I have searched everywhere and cant find a single pic of this wing. Post a pic of the wing, or of it on your car so I can decide please!


----------



## Token Moron (Mar 28, 2003)

ya, i'm curious to see what the car looks like with that wing too


----------



## fugiot (Jun 27, 2003)

Alright, well, like I said, I only had it on my B13 for about 48hours. I didn't take any pics of it because: 1) My car looks like crap right now and 2) the wing's a different color than my car so it looks funky anyway. Here's a link to see what it looks like though.
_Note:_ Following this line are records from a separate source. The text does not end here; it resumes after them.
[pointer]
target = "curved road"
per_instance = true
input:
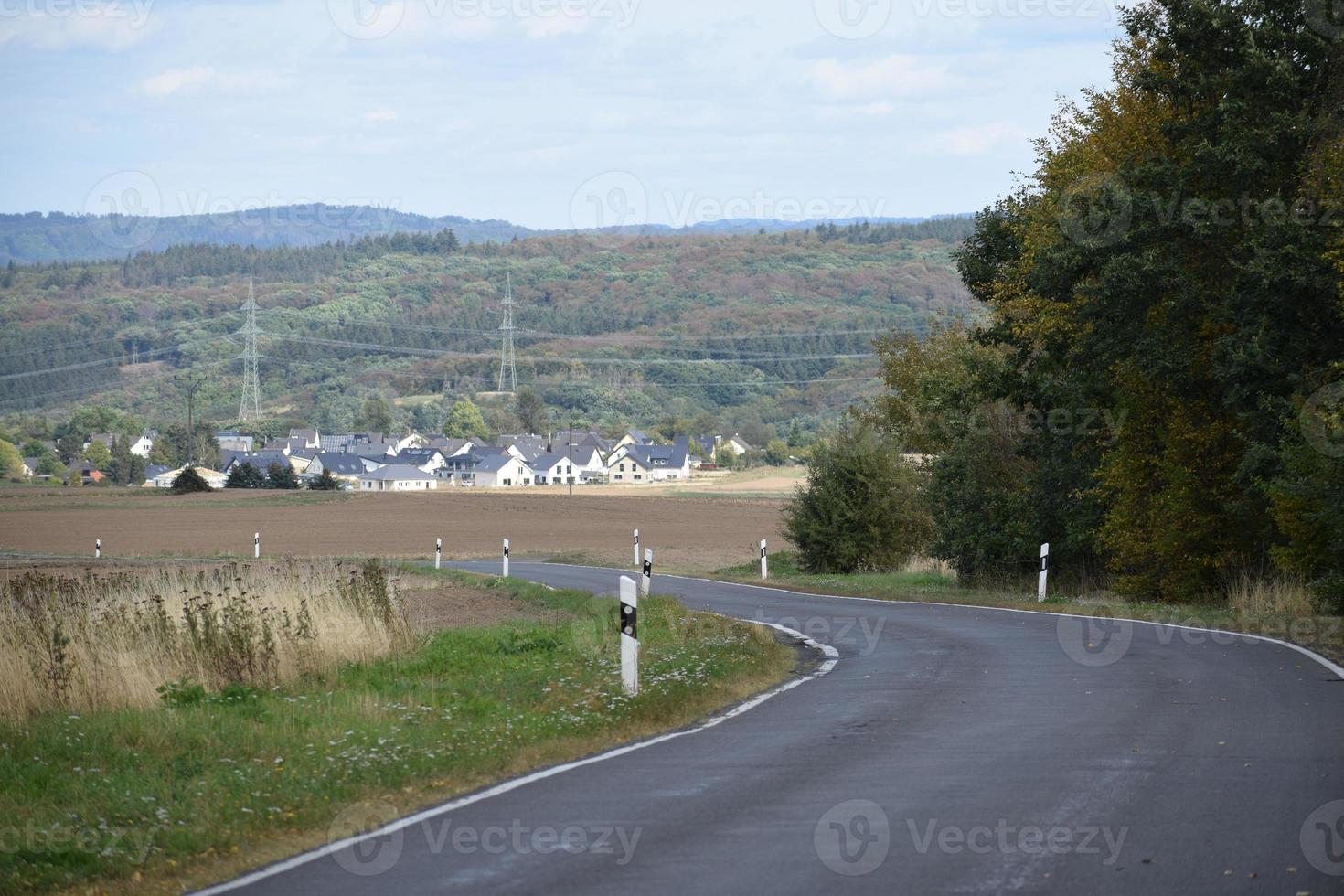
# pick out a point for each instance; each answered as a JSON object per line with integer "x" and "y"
{"x": 951, "y": 750}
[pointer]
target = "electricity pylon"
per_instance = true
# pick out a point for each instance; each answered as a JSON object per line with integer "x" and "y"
{"x": 249, "y": 409}
{"x": 508, "y": 360}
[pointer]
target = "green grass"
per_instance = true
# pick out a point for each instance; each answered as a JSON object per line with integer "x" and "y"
{"x": 1320, "y": 632}
{"x": 180, "y": 793}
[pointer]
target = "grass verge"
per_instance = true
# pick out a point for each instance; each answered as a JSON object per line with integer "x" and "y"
{"x": 1277, "y": 610}
{"x": 210, "y": 784}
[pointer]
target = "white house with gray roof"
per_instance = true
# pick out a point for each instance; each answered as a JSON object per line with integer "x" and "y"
{"x": 502, "y": 472}
{"x": 398, "y": 477}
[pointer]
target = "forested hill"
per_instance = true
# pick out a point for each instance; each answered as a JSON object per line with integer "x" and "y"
{"x": 37, "y": 238}
{"x": 613, "y": 328}
{"x": 57, "y": 237}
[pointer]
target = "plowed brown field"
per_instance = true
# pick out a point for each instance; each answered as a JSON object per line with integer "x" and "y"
{"x": 686, "y": 532}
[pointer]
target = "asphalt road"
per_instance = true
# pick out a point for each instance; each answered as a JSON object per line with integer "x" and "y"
{"x": 951, "y": 750}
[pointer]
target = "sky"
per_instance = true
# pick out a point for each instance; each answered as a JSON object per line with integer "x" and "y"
{"x": 546, "y": 113}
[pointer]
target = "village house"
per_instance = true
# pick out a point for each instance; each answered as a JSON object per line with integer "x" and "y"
{"x": 648, "y": 464}
{"x": 398, "y": 477}
{"x": 309, "y": 438}
{"x": 734, "y": 443}
{"x": 588, "y": 465}
{"x": 347, "y": 468}
{"x": 214, "y": 478}
{"x": 425, "y": 460}
{"x": 454, "y": 448}
{"x": 554, "y": 469}
{"x": 234, "y": 441}
{"x": 502, "y": 472}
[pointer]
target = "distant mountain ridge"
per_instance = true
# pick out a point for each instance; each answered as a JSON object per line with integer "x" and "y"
{"x": 57, "y": 237}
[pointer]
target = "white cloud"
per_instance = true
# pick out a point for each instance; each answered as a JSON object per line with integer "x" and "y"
{"x": 197, "y": 77}
{"x": 898, "y": 76}
{"x": 176, "y": 80}
{"x": 976, "y": 142}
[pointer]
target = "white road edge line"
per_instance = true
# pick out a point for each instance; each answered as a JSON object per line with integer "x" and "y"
{"x": 303, "y": 859}
{"x": 1332, "y": 667}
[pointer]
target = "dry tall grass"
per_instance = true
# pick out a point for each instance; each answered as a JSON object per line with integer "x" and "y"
{"x": 1269, "y": 597}
{"x": 97, "y": 643}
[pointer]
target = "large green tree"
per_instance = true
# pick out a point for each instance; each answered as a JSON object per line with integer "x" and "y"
{"x": 465, "y": 421}
{"x": 1172, "y": 266}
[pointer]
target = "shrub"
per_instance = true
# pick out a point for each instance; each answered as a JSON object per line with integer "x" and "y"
{"x": 180, "y": 637}
{"x": 281, "y": 475}
{"x": 245, "y": 475}
{"x": 860, "y": 511}
{"x": 325, "y": 483}
{"x": 188, "y": 483}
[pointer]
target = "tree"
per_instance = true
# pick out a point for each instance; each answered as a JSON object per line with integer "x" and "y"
{"x": 171, "y": 446}
{"x": 465, "y": 422}
{"x": 375, "y": 415}
{"x": 188, "y": 481}
{"x": 705, "y": 423}
{"x": 125, "y": 468}
{"x": 245, "y": 475}
{"x": 11, "y": 463}
{"x": 860, "y": 509}
{"x": 325, "y": 483}
{"x": 69, "y": 446}
{"x": 775, "y": 453}
{"x": 529, "y": 410}
{"x": 99, "y": 454}
{"x": 1143, "y": 275}
{"x": 281, "y": 475}
{"x": 51, "y": 465}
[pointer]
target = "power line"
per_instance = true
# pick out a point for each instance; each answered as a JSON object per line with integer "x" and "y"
{"x": 508, "y": 359}
{"x": 631, "y": 361}
{"x": 249, "y": 409}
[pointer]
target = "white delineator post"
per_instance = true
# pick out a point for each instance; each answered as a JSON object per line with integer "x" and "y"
{"x": 629, "y": 637}
{"x": 646, "y": 579}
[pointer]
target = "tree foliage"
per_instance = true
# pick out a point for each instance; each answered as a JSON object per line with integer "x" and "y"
{"x": 465, "y": 422}
{"x": 188, "y": 481}
{"x": 1164, "y": 295}
{"x": 245, "y": 475}
{"x": 860, "y": 511}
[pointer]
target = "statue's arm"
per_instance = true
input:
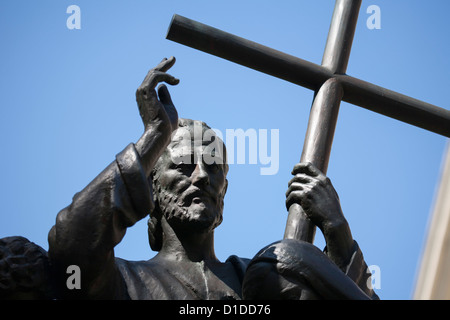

http://www.fast-autos.net/nissan/silvia2.html


----------



## Modernmav (Jul 2, 2003)

cool i want one, do u guys think i can get one from a nissan dealer here in the states?
mav


----------



## Token Moron (Mar 28, 2003)

i think so, i believe the US dealerships can order oem parts from japan.....not sure tho


----------



## fugiot (Jun 27, 2003)

Hmm, I'll bet that'll be expensive. But if there's no other choice, got for it. I haven't seen one on Ebay since I bought mine. But then again, I haven't really checked.


----------



## fugiot (Jun 27, 2003)

Hey, if you're still looking for an SE-R spoiler, I found one on Ebay for $30

http://cgi.ebay.com/ebaymotors/ws/eBayISAPI.dll?ViewItem&category=33638&item=2426225933


----------